05:07 Ce bateau, comme les nombreux chalons organisés en train qui assuraient le transport des marchandises,
05:12 était chargé d'un fret éclectique et pour le moins exotique.
05:15 Alors on voit apparaître les caissons d'infanterie, les boulets de différents calibres, et puis un fret civil,
05:23 donc là des marchands, des pots de faïence, des pots de parfumeurs.
05:28 On a aussi des ballots d'estampes et de musiques, des nasses de tabac. Enfin on se prend à rêver.
05:35 Les roues, on les a retrouvées. Donc les caissons d'infanterie ont été montés sur le bateau, livrés sur le bateau,
05:44 en pièces détachées. Donc d'un côté les roues, d'un côté les caissons, d'un côté les boulets.
05:50 Et ça c'est une grande chance, lorsque la cargaison est encore en place, de la trouver dans cet état-là.
05:55 Rare, l'expérience de Virginie Cerna et de ses équipes ne constitue pas pour autant une fin en soi.
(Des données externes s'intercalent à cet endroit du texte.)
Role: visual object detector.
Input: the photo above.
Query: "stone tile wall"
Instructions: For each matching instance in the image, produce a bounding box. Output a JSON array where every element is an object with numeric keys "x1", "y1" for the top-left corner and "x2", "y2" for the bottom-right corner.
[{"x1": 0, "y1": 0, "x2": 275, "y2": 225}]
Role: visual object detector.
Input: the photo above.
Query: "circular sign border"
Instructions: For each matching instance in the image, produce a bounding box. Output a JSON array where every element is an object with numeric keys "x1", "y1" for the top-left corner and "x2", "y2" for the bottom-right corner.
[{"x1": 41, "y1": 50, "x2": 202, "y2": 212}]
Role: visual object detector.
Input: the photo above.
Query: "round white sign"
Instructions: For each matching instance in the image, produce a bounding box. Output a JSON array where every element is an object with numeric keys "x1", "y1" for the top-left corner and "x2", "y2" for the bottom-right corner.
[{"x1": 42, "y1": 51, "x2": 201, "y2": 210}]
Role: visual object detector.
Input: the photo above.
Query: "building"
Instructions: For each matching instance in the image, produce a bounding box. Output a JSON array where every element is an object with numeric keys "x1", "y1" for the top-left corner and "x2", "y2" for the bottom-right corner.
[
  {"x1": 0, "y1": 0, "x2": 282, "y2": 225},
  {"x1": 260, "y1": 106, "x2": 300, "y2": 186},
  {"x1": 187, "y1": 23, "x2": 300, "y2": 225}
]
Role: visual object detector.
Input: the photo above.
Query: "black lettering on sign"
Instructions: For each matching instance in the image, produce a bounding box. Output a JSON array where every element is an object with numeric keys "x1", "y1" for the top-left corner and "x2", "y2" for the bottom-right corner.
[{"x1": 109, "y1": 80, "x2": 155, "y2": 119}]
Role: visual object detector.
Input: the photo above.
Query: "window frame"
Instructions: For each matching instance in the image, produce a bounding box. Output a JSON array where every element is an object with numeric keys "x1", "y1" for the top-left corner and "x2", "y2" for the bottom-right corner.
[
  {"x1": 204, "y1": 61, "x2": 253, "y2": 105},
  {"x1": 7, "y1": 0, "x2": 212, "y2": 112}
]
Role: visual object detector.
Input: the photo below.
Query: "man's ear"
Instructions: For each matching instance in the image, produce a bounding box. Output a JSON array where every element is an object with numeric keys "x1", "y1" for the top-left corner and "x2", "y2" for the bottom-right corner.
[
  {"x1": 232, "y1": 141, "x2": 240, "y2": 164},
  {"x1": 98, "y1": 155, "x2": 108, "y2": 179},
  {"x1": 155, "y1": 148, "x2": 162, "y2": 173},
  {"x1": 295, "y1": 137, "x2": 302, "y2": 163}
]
06:02 Car ni la Loire, ni les paves de Langeais n'ont fini de révéler leurs secrets.
06:07 Les étiages et les crues vont continuer de dévoiler des vestiges du passé
06:11 et nous éclairer sur la vie des communautés liées aux fleuves.
06:14 La Loire, c'est un peu un fleuve archive. Et c'est ça que j'aime bien.
06:20 C'est l'idée que le fleuve reste un conservatoire. L'histoire n'est pas finie.
06:23 Il y a encore des tas de choses à découvrir sur les paves de Langeais.
06:27 Ça appartient à d'autres générations. En archéologie, on laisse toujours un tiers du site archéologique en l'état,
06:34 ce qu'on ne touche pas, qui sont pour les générations suivantes, qui auront d'autres questions.
06:39 Et qui sauront aussi sans doute peut-être mieux traiter certaines choses que nous.